Interview: Klaus Heyne, Master Of Microphone Modifications

BB: What is involved in fine-tuning a new Brauner?

KH: With a Brauner, it’s down to capsule work. We had some tube problems at first, because even if you run it for two days, you can’t be sure. So now we run it five days. So fine tuning really means capsule work. First, you have to get the right capsule for the customer, like this one in South Africa, he says don’t give me anything that will bring out sibilants.

So I have to first find the one in the batch that is closest to what would be right, then I rework the diaphragms. Remember, there are mirror image systems in all large diaphragm condensers, front is identical to the rear—seemingly. So I would reverse them, and make what I call a front side selection. Which of the two sides on that preselected microphone would give me the better result?

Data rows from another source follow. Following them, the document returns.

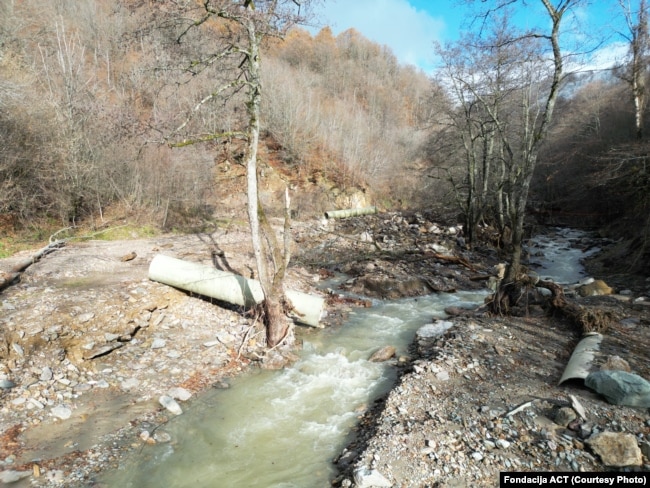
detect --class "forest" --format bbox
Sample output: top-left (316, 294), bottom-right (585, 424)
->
top-left (0, 0), bottom-right (650, 278)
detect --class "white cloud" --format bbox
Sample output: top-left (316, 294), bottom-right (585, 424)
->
top-left (306, 0), bottom-right (445, 70)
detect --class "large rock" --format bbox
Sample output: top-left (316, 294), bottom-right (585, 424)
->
top-left (369, 346), bottom-right (395, 363)
top-left (585, 371), bottom-right (650, 408)
top-left (354, 467), bottom-right (393, 488)
top-left (587, 432), bottom-right (643, 467)
top-left (578, 280), bottom-right (614, 297)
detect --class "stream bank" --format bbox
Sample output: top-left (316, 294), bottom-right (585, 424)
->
top-left (0, 213), bottom-right (650, 486)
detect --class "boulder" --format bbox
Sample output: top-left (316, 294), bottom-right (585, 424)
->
top-left (354, 466), bottom-right (393, 488)
top-left (369, 346), bottom-right (395, 363)
top-left (587, 432), bottom-right (643, 467)
top-left (585, 370), bottom-right (650, 408)
top-left (578, 280), bottom-right (614, 297)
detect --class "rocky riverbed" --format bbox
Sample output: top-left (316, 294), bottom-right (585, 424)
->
top-left (0, 213), bottom-right (650, 487)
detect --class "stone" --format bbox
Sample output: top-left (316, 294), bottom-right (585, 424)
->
top-left (555, 407), bottom-right (578, 427)
top-left (39, 366), bottom-right (54, 381)
top-left (0, 470), bottom-right (32, 485)
top-left (417, 320), bottom-right (454, 339)
top-left (585, 371), bottom-right (650, 408)
top-left (369, 346), bottom-right (395, 363)
top-left (587, 432), bottom-right (642, 467)
top-left (167, 386), bottom-right (192, 402)
top-left (120, 378), bottom-right (140, 390)
top-left (158, 395), bottom-right (183, 415)
top-left (353, 466), bottom-right (393, 488)
top-left (641, 441), bottom-right (650, 459)
top-left (50, 405), bottom-right (72, 420)
top-left (77, 312), bottom-right (95, 324)
top-left (151, 338), bottom-right (167, 349)
top-left (578, 280), bottom-right (614, 297)
top-left (495, 439), bottom-right (510, 449)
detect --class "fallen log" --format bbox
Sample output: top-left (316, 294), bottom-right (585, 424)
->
top-left (537, 280), bottom-right (615, 334)
top-left (425, 252), bottom-right (476, 272)
top-left (149, 254), bottom-right (325, 327)
top-left (325, 207), bottom-right (377, 219)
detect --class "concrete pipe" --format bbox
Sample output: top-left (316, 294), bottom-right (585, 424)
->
top-left (149, 254), bottom-right (325, 327)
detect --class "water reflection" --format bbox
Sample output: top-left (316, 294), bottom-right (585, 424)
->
top-left (103, 292), bottom-right (485, 488)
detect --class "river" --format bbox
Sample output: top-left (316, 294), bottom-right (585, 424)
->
top-left (102, 230), bottom-right (585, 488)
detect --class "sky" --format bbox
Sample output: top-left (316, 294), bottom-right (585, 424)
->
top-left (312, 0), bottom-right (626, 72)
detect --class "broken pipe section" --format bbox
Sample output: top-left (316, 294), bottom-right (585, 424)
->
top-left (149, 254), bottom-right (325, 327)
top-left (325, 207), bottom-right (377, 219)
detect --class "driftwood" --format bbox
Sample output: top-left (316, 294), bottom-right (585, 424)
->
top-left (425, 253), bottom-right (478, 273)
top-left (0, 240), bottom-right (66, 291)
top-left (537, 281), bottom-right (615, 333)
top-left (490, 275), bottom-right (615, 334)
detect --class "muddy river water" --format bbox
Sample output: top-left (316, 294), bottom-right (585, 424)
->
top-left (102, 227), bottom-right (584, 488)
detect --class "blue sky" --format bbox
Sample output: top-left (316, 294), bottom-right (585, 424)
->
top-left (313, 0), bottom-right (634, 71)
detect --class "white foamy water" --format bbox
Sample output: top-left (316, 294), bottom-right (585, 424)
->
top-left (102, 230), bottom-right (586, 488)
top-left (103, 292), bottom-right (485, 488)
top-left (528, 228), bottom-right (600, 285)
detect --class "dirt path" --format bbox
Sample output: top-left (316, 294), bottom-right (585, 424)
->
top-left (0, 213), bottom-right (650, 486)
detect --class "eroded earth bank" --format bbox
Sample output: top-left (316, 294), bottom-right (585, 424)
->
top-left (0, 213), bottom-right (650, 487)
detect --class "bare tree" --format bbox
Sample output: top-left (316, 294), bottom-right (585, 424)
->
top-left (442, 0), bottom-right (580, 311)
top-left (618, 0), bottom-right (650, 139)
top-left (163, 0), bottom-right (314, 347)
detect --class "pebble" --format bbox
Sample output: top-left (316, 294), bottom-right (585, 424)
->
top-left (158, 395), bottom-right (183, 415)
top-left (50, 405), bottom-right (72, 420)
top-left (151, 338), bottom-right (167, 349)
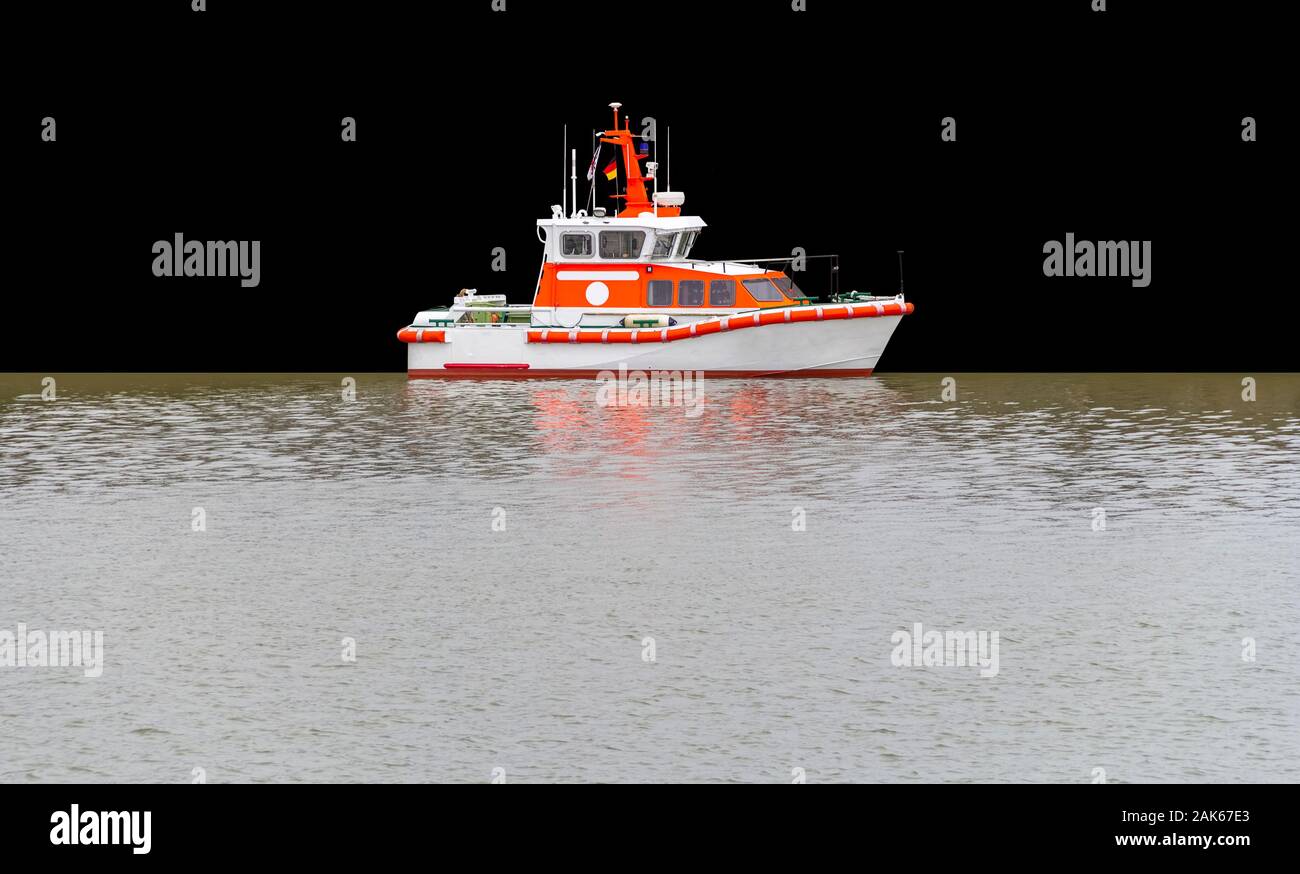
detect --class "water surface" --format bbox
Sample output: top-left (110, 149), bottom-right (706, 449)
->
top-left (0, 373), bottom-right (1300, 782)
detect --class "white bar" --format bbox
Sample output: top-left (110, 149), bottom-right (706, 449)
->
top-left (555, 271), bottom-right (641, 282)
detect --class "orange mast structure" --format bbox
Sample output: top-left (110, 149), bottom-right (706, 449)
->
top-left (601, 103), bottom-right (681, 219)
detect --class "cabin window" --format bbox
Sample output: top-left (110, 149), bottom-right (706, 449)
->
top-left (646, 280), bottom-right (672, 307)
top-left (742, 276), bottom-right (784, 300)
top-left (772, 276), bottom-right (809, 299)
top-left (560, 234), bottom-right (592, 258)
top-left (601, 230), bottom-right (646, 260)
top-left (677, 280), bottom-right (705, 307)
top-left (650, 234), bottom-right (677, 258)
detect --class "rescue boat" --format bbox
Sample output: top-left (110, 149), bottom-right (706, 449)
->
top-left (398, 103), bottom-right (913, 378)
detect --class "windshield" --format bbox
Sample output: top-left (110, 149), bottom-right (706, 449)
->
top-left (650, 234), bottom-right (677, 258)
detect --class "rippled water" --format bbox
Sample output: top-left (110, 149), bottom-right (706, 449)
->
top-left (0, 373), bottom-right (1300, 782)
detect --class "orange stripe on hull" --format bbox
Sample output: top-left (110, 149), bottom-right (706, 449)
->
top-left (398, 328), bottom-right (447, 343)
top-left (517, 303), bottom-right (915, 343)
top-left (407, 364), bottom-right (871, 380)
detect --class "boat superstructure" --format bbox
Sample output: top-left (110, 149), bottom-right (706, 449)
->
top-left (398, 104), bottom-right (913, 377)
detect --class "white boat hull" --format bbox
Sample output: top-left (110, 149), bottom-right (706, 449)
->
top-left (407, 304), bottom-right (910, 378)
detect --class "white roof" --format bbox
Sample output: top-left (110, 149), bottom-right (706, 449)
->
top-left (537, 212), bottom-right (707, 230)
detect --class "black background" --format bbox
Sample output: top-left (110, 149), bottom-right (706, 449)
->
top-left (0, 0), bottom-right (1297, 372)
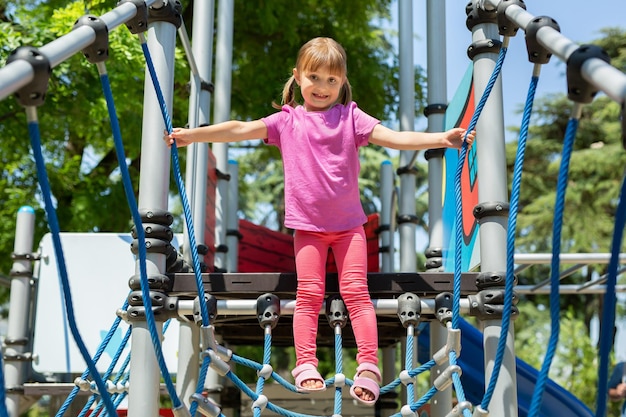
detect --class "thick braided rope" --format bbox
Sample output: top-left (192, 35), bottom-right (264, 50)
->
top-left (596, 177), bottom-right (626, 416)
top-left (481, 76), bottom-right (539, 410)
top-left (528, 116), bottom-right (578, 417)
top-left (98, 63), bottom-right (182, 408)
top-left (26, 121), bottom-right (115, 415)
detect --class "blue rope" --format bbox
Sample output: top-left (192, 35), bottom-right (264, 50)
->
top-left (448, 350), bottom-right (472, 417)
top-left (452, 47), bottom-right (508, 329)
top-left (253, 332), bottom-right (272, 417)
top-left (404, 332), bottom-right (415, 403)
top-left (231, 354), bottom-right (300, 392)
top-left (56, 300), bottom-right (128, 417)
top-left (28, 121), bottom-right (116, 416)
top-left (391, 387), bottom-right (439, 417)
top-left (334, 332), bottom-right (343, 416)
top-left (596, 177), bottom-right (626, 417)
top-left (98, 65), bottom-right (180, 408)
top-left (528, 118), bottom-right (578, 417)
top-left (480, 76), bottom-right (539, 410)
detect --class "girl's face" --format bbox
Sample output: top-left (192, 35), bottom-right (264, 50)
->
top-left (293, 67), bottom-right (344, 111)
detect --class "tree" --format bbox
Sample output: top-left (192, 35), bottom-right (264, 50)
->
top-left (0, 0), bottom-right (422, 286)
top-left (507, 28), bottom-right (626, 408)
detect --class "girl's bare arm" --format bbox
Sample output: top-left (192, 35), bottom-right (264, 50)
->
top-left (163, 120), bottom-right (267, 147)
top-left (369, 124), bottom-right (475, 151)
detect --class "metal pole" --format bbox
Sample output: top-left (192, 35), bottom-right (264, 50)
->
top-left (3, 206), bottom-right (35, 417)
top-left (128, 11), bottom-right (176, 417)
top-left (472, 0), bottom-right (517, 417)
top-left (481, 0), bottom-right (626, 103)
top-left (398, 0), bottom-right (417, 272)
top-left (0, 0), bottom-right (162, 101)
top-left (213, 0), bottom-right (235, 269)
top-left (176, 0), bottom-right (215, 406)
top-left (226, 160), bottom-right (239, 272)
top-left (426, 0), bottom-right (452, 417)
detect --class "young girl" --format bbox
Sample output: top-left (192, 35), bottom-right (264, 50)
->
top-left (164, 38), bottom-right (474, 405)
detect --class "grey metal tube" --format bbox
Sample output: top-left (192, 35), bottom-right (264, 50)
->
top-left (4, 206), bottom-right (35, 417)
top-left (472, 0), bottom-right (517, 417)
top-left (176, 0), bottom-right (215, 407)
top-left (213, 0), bottom-right (235, 268)
top-left (226, 159), bottom-right (239, 272)
top-left (380, 161), bottom-right (395, 272)
top-left (0, 0), bottom-right (162, 100)
top-left (177, 298), bottom-right (470, 317)
top-left (482, 0), bottom-right (626, 103)
top-left (426, 0), bottom-right (452, 417)
top-left (398, 0), bottom-right (417, 272)
top-left (128, 15), bottom-right (176, 417)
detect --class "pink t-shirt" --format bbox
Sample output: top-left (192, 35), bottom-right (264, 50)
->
top-left (262, 102), bottom-right (380, 232)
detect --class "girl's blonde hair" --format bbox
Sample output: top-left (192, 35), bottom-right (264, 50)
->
top-left (272, 37), bottom-right (352, 109)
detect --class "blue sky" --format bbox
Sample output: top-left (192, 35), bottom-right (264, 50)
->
top-left (400, 0), bottom-right (626, 138)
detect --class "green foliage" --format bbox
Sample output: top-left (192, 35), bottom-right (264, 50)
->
top-left (515, 303), bottom-right (598, 409)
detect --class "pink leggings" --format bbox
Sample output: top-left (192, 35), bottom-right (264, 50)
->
top-left (293, 226), bottom-right (378, 366)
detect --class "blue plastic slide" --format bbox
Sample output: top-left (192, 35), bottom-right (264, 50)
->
top-left (419, 320), bottom-right (594, 417)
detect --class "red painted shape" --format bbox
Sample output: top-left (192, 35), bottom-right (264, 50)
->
top-left (237, 213), bottom-right (380, 272)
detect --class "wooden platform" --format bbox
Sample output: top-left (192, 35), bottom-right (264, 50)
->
top-left (169, 272), bottom-right (478, 347)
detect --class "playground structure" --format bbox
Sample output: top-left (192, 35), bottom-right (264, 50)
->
top-left (0, 0), bottom-right (626, 417)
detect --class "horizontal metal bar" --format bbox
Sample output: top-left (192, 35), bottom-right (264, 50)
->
top-left (481, 0), bottom-right (626, 103)
top-left (178, 298), bottom-right (469, 316)
top-left (0, 0), bottom-right (162, 100)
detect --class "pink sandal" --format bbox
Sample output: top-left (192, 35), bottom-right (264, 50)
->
top-left (291, 363), bottom-right (326, 392)
top-left (350, 362), bottom-right (382, 405)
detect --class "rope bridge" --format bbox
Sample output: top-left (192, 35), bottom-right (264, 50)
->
top-left (0, 1), bottom-right (626, 417)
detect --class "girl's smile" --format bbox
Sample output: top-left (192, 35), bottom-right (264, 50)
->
top-left (293, 68), bottom-right (343, 111)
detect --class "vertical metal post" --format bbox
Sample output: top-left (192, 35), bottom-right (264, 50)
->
top-left (398, 0), bottom-right (417, 272)
top-left (3, 206), bottom-right (35, 417)
top-left (472, 0), bottom-right (517, 417)
top-left (128, 10), bottom-right (176, 417)
top-left (226, 160), bottom-right (239, 272)
top-left (426, 0), bottom-right (452, 417)
top-left (213, 0), bottom-right (235, 269)
top-left (176, 0), bottom-right (215, 407)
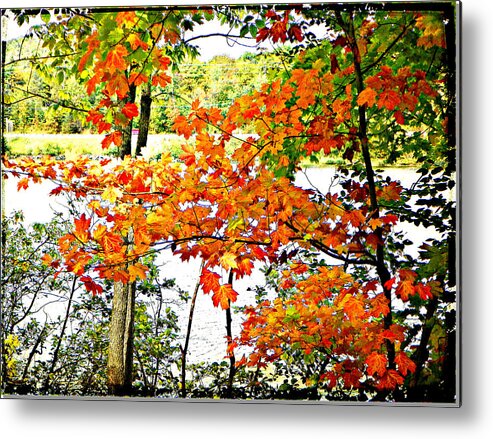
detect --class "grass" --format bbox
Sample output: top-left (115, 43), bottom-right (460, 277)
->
top-left (5, 134), bottom-right (417, 168)
top-left (5, 134), bottom-right (182, 159)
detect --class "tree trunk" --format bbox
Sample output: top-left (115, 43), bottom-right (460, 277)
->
top-left (108, 282), bottom-right (136, 396)
top-left (120, 85), bottom-right (137, 158)
top-left (135, 87), bottom-right (152, 157)
top-left (107, 81), bottom-right (137, 396)
top-left (226, 270), bottom-right (236, 398)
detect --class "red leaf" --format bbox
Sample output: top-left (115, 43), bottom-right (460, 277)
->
top-left (212, 284), bottom-right (238, 309)
top-left (356, 87), bottom-right (377, 107)
top-left (365, 352), bottom-right (387, 376)
top-left (80, 276), bottom-right (103, 296)
top-left (378, 90), bottom-right (401, 111)
top-left (101, 131), bottom-right (122, 149)
top-left (74, 213), bottom-right (91, 243)
top-left (394, 111), bottom-right (405, 125)
top-left (17, 178), bottom-right (29, 191)
top-left (105, 44), bottom-right (128, 74)
top-left (200, 269), bottom-right (221, 294)
top-left (395, 352), bottom-right (416, 376)
top-left (122, 102), bottom-right (139, 119)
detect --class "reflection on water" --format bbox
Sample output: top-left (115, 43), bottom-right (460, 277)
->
top-left (2, 167), bottom-right (452, 362)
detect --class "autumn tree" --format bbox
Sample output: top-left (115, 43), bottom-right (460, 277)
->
top-left (4, 3), bottom-right (457, 402)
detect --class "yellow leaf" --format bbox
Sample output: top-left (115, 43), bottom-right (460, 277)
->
top-left (220, 252), bottom-right (238, 270)
top-left (101, 186), bottom-right (123, 203)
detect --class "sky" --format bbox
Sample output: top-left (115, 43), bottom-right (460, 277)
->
top-left (2, 4), bottom-right (266, 61)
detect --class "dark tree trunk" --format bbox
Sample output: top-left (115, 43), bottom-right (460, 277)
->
top-left (108, 282), bottom-right (136, 396)
top-left (226, 271), bottom-right (236, 398)
top-left (135, 89), bottom-right (152, 157)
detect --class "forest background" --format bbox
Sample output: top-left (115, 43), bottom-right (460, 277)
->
top-left (3, 0), bottom-right (459, 402)
top-left (2, 1), bottom-right (490, 437)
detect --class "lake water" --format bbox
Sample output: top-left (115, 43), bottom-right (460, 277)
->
top-left (2, 167), bottom-right (448, 362)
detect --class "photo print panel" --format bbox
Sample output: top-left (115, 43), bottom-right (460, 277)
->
top-left (0, 1), bottom-right (460, 407)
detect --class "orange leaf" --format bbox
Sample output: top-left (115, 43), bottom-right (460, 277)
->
top-left (378, 90), bottom-right (401, 111)
top-left (74, 213), bottom-right (91, 243)
top-left (220, 252), bottom-right (238, 270)
top-left (104, 44), bottom-right (128, 74)
top-left (395, 352), bottom-right (416, 376)
top-left (101, 131), bottom-right (122, 149)
top-left (128, 262), bottom-right (148, 282)
top-left (395, 280), bottom-right (415, 302)
top-left (122, 102), bottom-right (139, 119)
top-left (377, 369), bottom-right (404, 390)
top-left (128, 72), bottom-right (149, 87)
top-left (365, 352), bottom-right (387, 376)
top-left (80, 276), bottom-right (103, 296)
top-left (200, 270), bottom-right (221, 294)
top-left (127, 34), bottom-right (149, 50)
top-left (17, 178), bottom-right (29, 191)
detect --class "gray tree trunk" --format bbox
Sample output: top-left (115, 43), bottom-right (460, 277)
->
top-left (108, 282), bottom-right (136, 396)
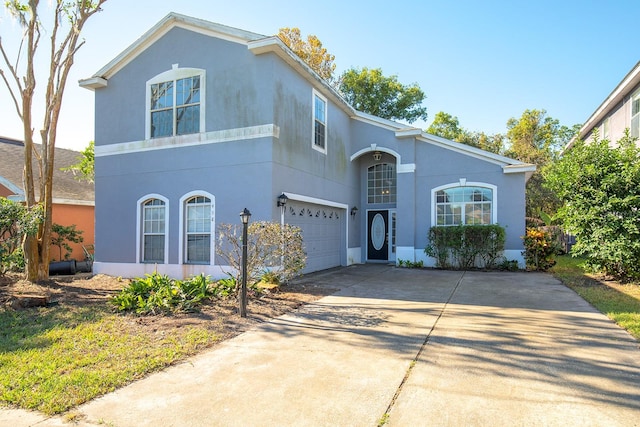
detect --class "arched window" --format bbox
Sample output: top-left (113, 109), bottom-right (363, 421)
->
top-left (433, 184), bottom-right (496, 225)
top-left (367, 163), bottom-right (396, 204)
top-left (138, 195), bottom-right (168, 263)
top-left (183, 195), bottom-right (214, 264)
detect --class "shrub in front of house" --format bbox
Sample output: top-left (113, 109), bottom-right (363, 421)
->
top-left (522, 227), bottom-right (559, 271)
top-left (110, 272), bottom-right (218, 315)
top-left (424, 224), bottom-right (506, 270)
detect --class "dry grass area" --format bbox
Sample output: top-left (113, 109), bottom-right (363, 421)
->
top-left (0, 274), bottom-right (337, 339)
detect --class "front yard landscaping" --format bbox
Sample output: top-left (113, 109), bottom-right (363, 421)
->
top-left (550, 255), bottom-right (640, 340)
top-left (0, 275), bottom-right (335, 414)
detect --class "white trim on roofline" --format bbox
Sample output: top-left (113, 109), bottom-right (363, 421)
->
top-left (95, 124), bottom-right (280, 157)
top-left (79, 12), bottom-right (266, 90)
top-left (247, 36), bottom-right (356, 116)
top-left (396, 128), bottom-right (536, 173)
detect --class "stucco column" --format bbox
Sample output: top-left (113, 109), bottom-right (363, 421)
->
top-left (396, 165), bottom-right (416, 262)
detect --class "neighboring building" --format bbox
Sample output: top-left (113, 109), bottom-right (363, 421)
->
top-left (0, 137), bottom-right (94, 261)
top-left (569, 62), bottom-right (640, 146)
top-left (80, 13), bottom-right (535, 277)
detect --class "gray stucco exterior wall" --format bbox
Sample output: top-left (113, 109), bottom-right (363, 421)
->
top-left (84, 15), bottom-right (525, 277)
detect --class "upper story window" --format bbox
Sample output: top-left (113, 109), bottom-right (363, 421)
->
top-left (434, 184), bottom-right (495, 229)
top-left (602, 117), bottom-right (611, 139)
top-left (146, 65), bottom-right (205, 139)
top-left (137, 194), bottom-right (169, 264)
top-left (313, 90), bottom-right (327, 153)
top-left (367, 163), bottom-right (396, 204)
top-left (631, 90), bottom-right (640, 138)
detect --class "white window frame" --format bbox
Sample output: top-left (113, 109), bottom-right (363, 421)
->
top-left (629, 89), bottom-right (640, 138)
top-left (178, 190), bottom-right (216, 265)
top-left (367, 162), bottom-right (398, 205)
top-left (601, 117), bottom-right (611, 140)
top-left (311, 89), bottom-right (329, 154)
top-left (144, 64), bottom-right (207, 140)
top-left (431, 178), bottom-right (498, 227)
top-left (136, 193), bottom-right (169, 264)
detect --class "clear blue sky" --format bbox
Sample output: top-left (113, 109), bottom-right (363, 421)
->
top-left (0, 0), bottom-right (640, 150)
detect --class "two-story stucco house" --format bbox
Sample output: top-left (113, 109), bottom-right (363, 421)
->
top-left (80, 13), bottom-right (535, 277)
top-left (576, 62), bottom-right (640, 143)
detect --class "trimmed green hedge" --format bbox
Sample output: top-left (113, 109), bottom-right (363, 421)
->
top-left (424, 224), bottom-right (506, 270)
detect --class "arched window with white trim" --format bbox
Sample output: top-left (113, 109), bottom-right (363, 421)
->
top-left (367, 163), bottom-right (396, 204)
top-left (432, 183), bottom-right (497, 226)
top-left (137, 194), bottom-right (169, 264)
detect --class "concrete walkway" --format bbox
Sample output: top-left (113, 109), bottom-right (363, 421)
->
top-left (0, 265), bottom-right (640, 427)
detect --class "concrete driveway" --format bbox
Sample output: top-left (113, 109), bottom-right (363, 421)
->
top-left (0, 265), bottom-right (640, 427)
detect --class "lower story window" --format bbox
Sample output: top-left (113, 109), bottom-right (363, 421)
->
top-left (185, 196), bottom-right (211, 264)
top-left (436, 187), bottom-right (493, 225)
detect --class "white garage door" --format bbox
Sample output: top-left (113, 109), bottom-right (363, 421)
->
top-left (285, 200), bottom-right (346, 273)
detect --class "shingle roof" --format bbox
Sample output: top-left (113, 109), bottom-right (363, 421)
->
top-left (0, 137), bottom-right (95, 203)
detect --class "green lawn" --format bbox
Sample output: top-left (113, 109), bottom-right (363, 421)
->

Then I fine-tune the capsule, physically yank it out and using a torque screwdriver, adjust the distance from the diaphragm to the backplate and maybe even adjust the two backplates together. There are basically four parts to this sandwich: diaphragm, backplate, backplate, diaphragm. How these are put together determines midrange behavior, and also determines high and low frequency behavior.

So you have, within a certain range, some tolerance for discretionary adjustment. I can either tighten or slacken a little bit. Or I may take a diaphragm off and try another diaphragm, one with a different resonance frequency. I know from experience how a certain resonance frequency translates into upper midrange behavior.

BB: How do you know what that resonance frequency is?

KH: Very simple. I ping it. And I use a tuning fork. So if it sounds forward in the upper mids, and the resonance of the diaphragm is in the region of D sharp or E, I would say I could not do what I need to do by torquing the screws. I will need another diaphragm.

BB: That’s surprising! How broad is the range of resonance frequencies?

KH: It can be six or seven half tones, quite a bit. And you can’t control it much better than that. All of these go into ovens, that’s how they tension them. There’s still so much art, so much luck, in diaphragm manufacture. To a “t”, almost every capsule mimics something Neumann did in the late fifties. Look at any German or Chinese microphone, and you will find they all use the same basic principle.

But we have changed some of that with the Brauner. I never liked some of the phase shift you get with these capsules. For example, you speak into the front of the microphone, the sound hits the front diaphragm, but because it is a cardioid and it goes by addition and subtraction, you get it by rear entry as well, but the rear entry is time delayed. But there are ways to minimize this. Neumann made a beautiful capsule, with almost zero time delay, the M49 capsule and the U47 capsule. It was incredible. But they didn’t have high frequencies, it topped out at about 14kHz.

Even so, it had this wonderful relaxed, open, intimate thing that draws you in emotionally because it didn’t have phase shift. However, the 87 and 67 capsules have more sizzle, are more rock and roll, but they have more phase shift and are tiring over time. So Dirk had already invented something that I thought was genius, of how to combine the two issues. Then I went to work in the initial prototype stage, doing filing and drilling, testing, until we had it together.

BB: I’m still surprised that, after all these years and all the technology, that this hasn’t been reduced to some kind of exact science.

KH: Really, the question is, where do you take a machine with all this? Sure, with a TEF analyzer you can get a fancy graph, but what do you do with that information? It doesn’t get you anywhere as far as a useful tool. It doesn’t say, this is the situation and therefore you should do this and this. It doesn’t work that way.

It’s a question of discriminating listening, of dealing with complex waveforms. None of these analyzers really do well with complex waveforms. They are all one trick ponies. You give them a sine wave and they show what it does through the spectrum. But hit it with something that has sibilants and sine waves and noise all at the same time, well, forget it. You have to use your ears. Does that make any sense to you?

Yes, very much so. In fact it’s parallel to what I’ve heard over the past decade, when dealing with low resolution digital when compared to really good analog.

Oh, yes, the difference is dramatic. I went to Lucasfilm, to a scoring stage one time, and they were doing a small orchestra, and they were simultaneously running a Stellavox recorder at 30ips and a very sophisticated digital setup with Cello converters. We listened back and forth between inputs and outputs on both machines. The collapse of the hall, of the ambience, was so dramatic in the digital domain. The high complexity of that hall was reduced to a smidgen. There was practically nothing left but direct signal.